Tansy rolled her eyes, dropped the needle.

“Who cares?” she asked the porch ceiling.  The chipped boards were silent. “The problem with you, Al, is you care too much about folks.  Whether they think you care, that’s what you’re always going on about.  ‘Don’t make so much noise about how much the cabbage costs, Tans! You want them to think we can’t afford it?’  Stuff like that.  Who cares?”

Alice got so mad she almost threw her drink in Tansy’s face.  Instead, she clamped her jaw closed for a moment, mulling over revenge.  At last she let out a little laugh, delighted with herself over the tack she’d chosen.  “Well, maybe you care some, too.  I see you putting on lipstick before the iceman comes.”

Tansy just threw her face heavenward and hissed out a good laugh.  She was hard to figure, the crooked thing, her hide thicker than her skull.  Alice ought to have known better.  When she recovered, Tansy gave her sister a leering glance, said, “Well, what you think, Alice? Ain’t you seen the arms on that man?”

Alice cast her eyes out over the yard, tempted to spit her booze on Tansy’s begonias.  Instead, she swallowed the lightning and burned on its fumes for a silent minute.  Her sister was laughing again.

Tansy caught her breath, picked up the topic again.

“The way that man walks, manly like, you know he’s in charge of his woman.”

“Tries to be, more like,” Alice said. “He’s not that manly.  You seen that wife of his?  Sickly little thing with a flat ass. Looks like the runt of the litter. But she’s got them big sad eyes, too.  I bet she’s got your man all trussed up; gives him those weepy cow eyes whenever he steps out of line.”

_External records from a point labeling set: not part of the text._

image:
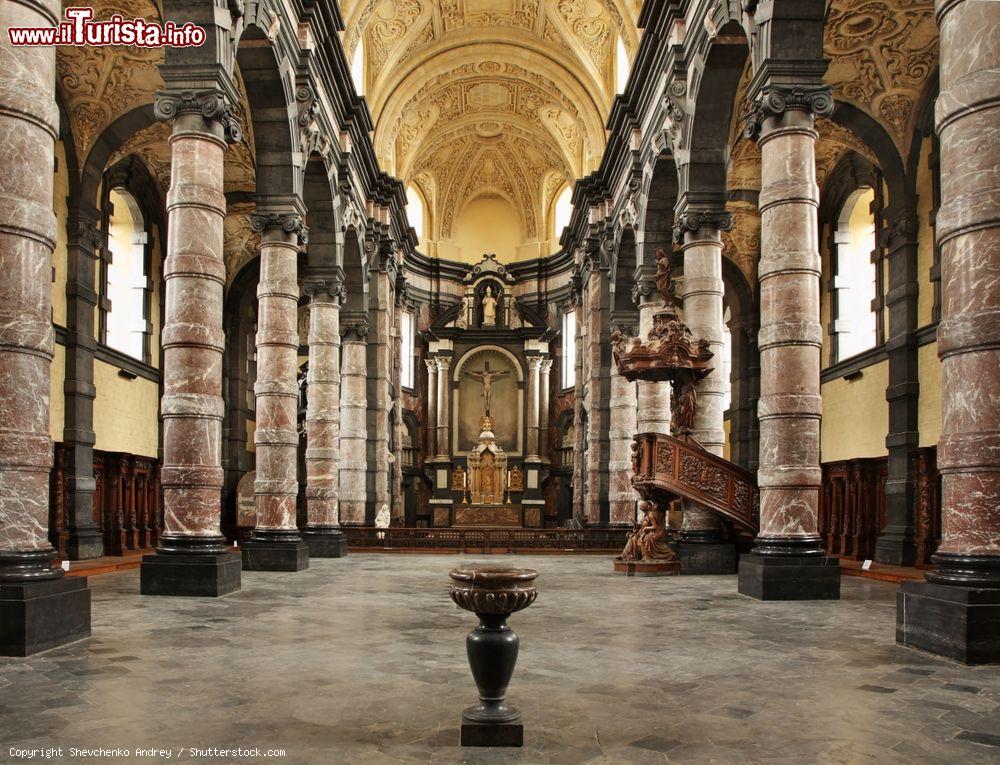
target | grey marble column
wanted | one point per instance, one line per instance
(956, 612)
(788, 560)
(192, 558)
(322, 533)
(353, 427)
(444, 408)
(532, 392)
(431, 397)
(276, 544)
(700, 237)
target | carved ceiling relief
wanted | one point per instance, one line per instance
(98, 84)
(882, 54)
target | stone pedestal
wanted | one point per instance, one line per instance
(36, 616)
(789, 577)
(191, 558)
(962, 623)
(191, 575)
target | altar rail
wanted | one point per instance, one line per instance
(488, 540)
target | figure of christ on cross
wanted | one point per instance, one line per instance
(486, 377)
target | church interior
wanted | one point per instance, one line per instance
(691, 308)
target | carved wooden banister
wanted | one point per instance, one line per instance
(666, 468)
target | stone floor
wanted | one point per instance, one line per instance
(361, 660)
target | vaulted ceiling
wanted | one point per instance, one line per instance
(503, 99)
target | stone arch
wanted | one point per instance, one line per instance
(713, 91)
(272, 114)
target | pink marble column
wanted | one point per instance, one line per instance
(276, 437)
(322, 533)
(444, 408)
(29, 123)
(545, 386)
(532, 393)
(431, 397)
(192, 338)
(968, 231)
(699, 234)
(353, 426)
(790, 331)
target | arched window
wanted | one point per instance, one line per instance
(415, 211)
(125, 284)
(358, 67)
(562, 211)
(621, 66)
(855, 279)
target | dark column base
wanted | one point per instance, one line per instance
(706, 557)
(37, 616)
(492, 734)
(283, 552)
(85, 544)
(325, 543)
(896, 548)
(789, 577)
(204, 575)
(962, 623)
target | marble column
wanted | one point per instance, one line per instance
(621, 495)
(531, 392)
(788, 561)
(322, 533)
(444, 409)
(353, 426)
(702, 548)
(956, 612)
(544, 424)
(276, 544)
(431, 397)
(192, 558)
(39, 609)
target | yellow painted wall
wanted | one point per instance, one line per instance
(125, 412)
(59, 257)
(855, 416)
(929, 406)
(57, 400)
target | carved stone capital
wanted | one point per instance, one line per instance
(692, 221)
(211, 104)
(355, 330)
(775, 100)
(332, 287)
(290, 223)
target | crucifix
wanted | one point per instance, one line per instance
(486, 377)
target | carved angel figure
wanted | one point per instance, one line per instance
(648, 540)
(663, 278)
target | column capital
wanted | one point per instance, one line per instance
(775, 100)
(332, 287)
(212, 104)
(692, 220)
(290, 223)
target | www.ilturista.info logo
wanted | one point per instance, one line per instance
(79, 29)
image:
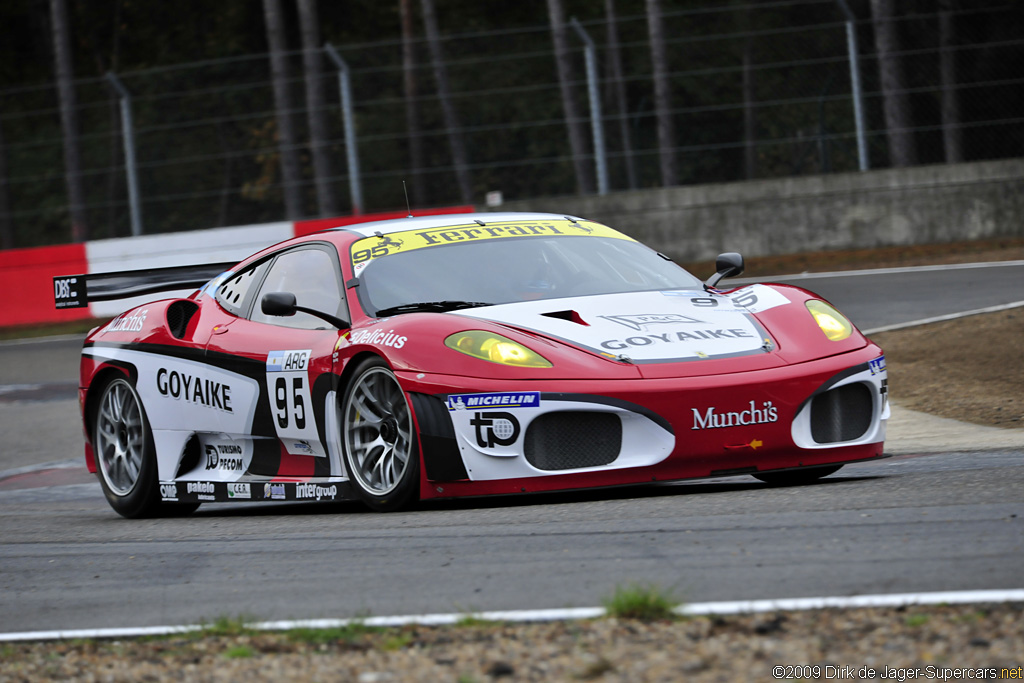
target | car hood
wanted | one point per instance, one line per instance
(648, 327)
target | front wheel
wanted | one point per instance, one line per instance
(795, 477)
(379, 440)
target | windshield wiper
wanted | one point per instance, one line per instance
(436, 306)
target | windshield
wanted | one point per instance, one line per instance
(493, 271)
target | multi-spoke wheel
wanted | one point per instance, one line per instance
(123, 445)
(379, 442)
(794, 477)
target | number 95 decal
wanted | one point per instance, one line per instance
(288, 384)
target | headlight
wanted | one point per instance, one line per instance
(833, 323)
(488, 346)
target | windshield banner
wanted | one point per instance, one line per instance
(368, 249)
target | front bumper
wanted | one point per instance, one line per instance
(514, 436)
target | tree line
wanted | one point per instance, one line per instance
(461, 97)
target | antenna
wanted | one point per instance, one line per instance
(408, 206)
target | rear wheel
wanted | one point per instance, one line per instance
(125, 454)
(379, 441)
(794, 477)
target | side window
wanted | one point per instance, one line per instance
(231, 295)
(311, 274)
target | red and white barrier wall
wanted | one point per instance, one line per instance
(27, 274)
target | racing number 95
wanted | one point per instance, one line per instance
(290, 403)
(367, 254)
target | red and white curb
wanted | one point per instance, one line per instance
(694, 609)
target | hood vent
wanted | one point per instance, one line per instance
(569, 315)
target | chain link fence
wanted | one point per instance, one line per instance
(753, 95)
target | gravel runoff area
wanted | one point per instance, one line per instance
(979, 382)
(963, 642)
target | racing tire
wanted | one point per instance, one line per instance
(125, 455)
(796, 477)
(379, 440)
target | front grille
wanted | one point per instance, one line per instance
(573, 439)
(842, 415)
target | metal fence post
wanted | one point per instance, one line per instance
(858, 94)
(354, 182)
(128, 131)
(596, 125)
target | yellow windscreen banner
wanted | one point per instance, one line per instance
(368, 249)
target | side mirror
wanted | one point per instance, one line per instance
(729, 264)
(279, 303)
(283, 304)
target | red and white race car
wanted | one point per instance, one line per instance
(463, 355)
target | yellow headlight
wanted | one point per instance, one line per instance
(488, 346)
(833, 323)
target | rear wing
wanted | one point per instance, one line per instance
(79, 291)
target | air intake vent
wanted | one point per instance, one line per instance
(178, 314)
(573, 439)
(842, 415)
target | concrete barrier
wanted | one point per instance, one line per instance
(27, 274)
(922, 205)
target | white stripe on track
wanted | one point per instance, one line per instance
(727, 607)
(947, 316)
(880, 271)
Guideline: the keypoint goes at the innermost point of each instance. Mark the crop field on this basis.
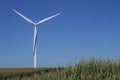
(92, 69)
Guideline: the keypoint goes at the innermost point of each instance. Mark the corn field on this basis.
(92, 69)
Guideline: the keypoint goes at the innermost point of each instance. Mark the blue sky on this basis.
(85, 28)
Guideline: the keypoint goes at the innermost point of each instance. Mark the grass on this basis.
(92, 69)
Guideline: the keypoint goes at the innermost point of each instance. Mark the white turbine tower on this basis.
(35, 31)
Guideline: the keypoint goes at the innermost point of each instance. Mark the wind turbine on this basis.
(35, 31)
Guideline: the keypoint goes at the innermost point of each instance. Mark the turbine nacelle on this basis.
(35, 30)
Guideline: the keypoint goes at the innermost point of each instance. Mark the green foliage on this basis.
(92, 69)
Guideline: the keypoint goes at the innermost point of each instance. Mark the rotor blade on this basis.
(35, 39)
(48, 18)
(30, 21)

That made Tansy laugh some more.  “Well, you’re probably right, Al.  Still, I could look at that man all day long.”

Alice shook her head.  It crossed her mind to say, plain honest, that Tansy ought to throw out the lipstick and save herself the trouble.  She knew they weren’t the beauty queen types, but not Tansy.  Even when they overheard comments – and they’d overheard plenty  – Tansy shrugged them off.  It was like she was blind to her own faults.  Times aplenty Alice wanted to make her sister see things straight.  She always bit her tongue in the end.  Maybe they were all broken, herself and the whole world, too.  Maybe being handsome was something to do with being simple and happy with yourself.  Besides, as much as Tansy deserved it now and then, Alice would never side with the rest of them by holding up a mirror and trying to make her sister crack it.